Rendered Fat Content


Cornelis Dusart:
Violin Player Seated in the Inn (1685)

" … we washed up on this shore rather than some other."

My work seems either inane, insane, or both, probably both. It exemplifies doing the same thing and expecting different results, for I seem to follow the same damned process whatever I do. Not precisely the same steps, but viewed from a certain distance or altitude, it includes similar stages: from not knowing to finally dispatching, the flow varies little. Sure, the results seem different every time. This story never existed before this moment and will never appear in anything near to this form again. I do not plagiarize from myself, not yet, anyway.
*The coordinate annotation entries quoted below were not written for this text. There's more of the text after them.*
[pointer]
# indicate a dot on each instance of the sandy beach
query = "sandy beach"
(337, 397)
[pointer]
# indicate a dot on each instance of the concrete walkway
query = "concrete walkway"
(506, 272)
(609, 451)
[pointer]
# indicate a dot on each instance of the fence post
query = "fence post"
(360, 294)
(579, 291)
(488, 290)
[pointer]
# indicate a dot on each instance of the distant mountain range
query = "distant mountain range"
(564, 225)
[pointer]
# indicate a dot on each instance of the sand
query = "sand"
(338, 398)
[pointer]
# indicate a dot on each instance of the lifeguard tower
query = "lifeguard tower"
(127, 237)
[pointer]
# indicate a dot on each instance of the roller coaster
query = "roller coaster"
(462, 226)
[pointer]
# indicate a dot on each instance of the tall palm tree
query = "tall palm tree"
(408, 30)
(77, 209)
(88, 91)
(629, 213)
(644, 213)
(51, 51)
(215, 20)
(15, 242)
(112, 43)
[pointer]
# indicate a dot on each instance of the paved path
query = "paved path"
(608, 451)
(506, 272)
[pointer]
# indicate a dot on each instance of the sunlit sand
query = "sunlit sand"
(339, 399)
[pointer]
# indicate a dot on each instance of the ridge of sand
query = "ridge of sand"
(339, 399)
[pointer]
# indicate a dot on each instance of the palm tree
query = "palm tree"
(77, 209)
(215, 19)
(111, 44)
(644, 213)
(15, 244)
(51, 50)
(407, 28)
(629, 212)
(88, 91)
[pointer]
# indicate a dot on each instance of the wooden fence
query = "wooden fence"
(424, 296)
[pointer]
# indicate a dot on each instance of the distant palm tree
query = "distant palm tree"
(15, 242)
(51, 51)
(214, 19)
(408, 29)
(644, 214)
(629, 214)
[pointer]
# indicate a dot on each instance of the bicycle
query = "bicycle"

However, I can imagine a day when, steadfastly focusing on my rut, I invent an utterly unoriginal story, a mimeographed copy of some earlier one. This could happen, if only due to the similarities in my process.

Creativity turns out to be different from what it promised.
It rarely seems to birth anything genuinely sparkling. Most results seem dun-colored at birth, though some turn more sparkling in use. I'm learning not to expect always to be learning from my experience. Some work comes as almost mindless repetition, effort expended to stay in the game if not very focused upon winning. It's primarily vig rather than investment. It's sunk cost expecting no return, time burnt in the process, a fire set for light and warmth rather than anything everlasting, yet the product lives far beyond its instant of creation. The residue becomes a storage problem. It needs indexing or something, offering no immediate utility or use. It is as if it is a was, an accomplishment with no clear attachment going forward. It might be nothing more than a backward glance.

Inane, insane, or both, probably both. I've tied up my self-worth in my work. If I don't write, I suffer, so I suffer to write, an avoidance tactic that works precisely as well as every other avoidance tactic. One naturally receives more of anything one actively avoids; it's the universal joke. We actively deceive ourselves that it's ever been different. Who suspected that the universe had such a perverse sense of humor? We each live to learn this lesson if no other. Life's too awfully serious to take too awfully seriously. Each profession eventually becomes a parody of itself, and it was supposed to be this way, apparently pre-ordained. Once one figures out the angles and the approaches; the effort becomes almost ninety percent rote. Then it becomes a joke, though not necessarily either a humourous or a tragic one. I chuckle in recognition. How else should anyone respond?

Life seems both tragic and not, a false dichotomy, a paradox. It seems to insist upon everyone seeking forward progress, then robs us of the means to meaningfully measure our success. We address this shortcoming by becoming something different than we imagined we might. We take flight before landing somewhere else. Somewhere else turns out to be where we would have wanted to be had we not been powerless to choose. This universe holds so damned many tricks up her sleeves that she cannot pass through even the more cursory TSA checkpoints, so she routinely misses flights. She was already there before she left, so on that level, her absence never mattered. She was already everywhere she could have possibly ever been, yet even she seemed to keep moving and sometimes go missing. This universe, too, seems inane, insane, or both. I think it a good thing we washed up on this shore rather than any other.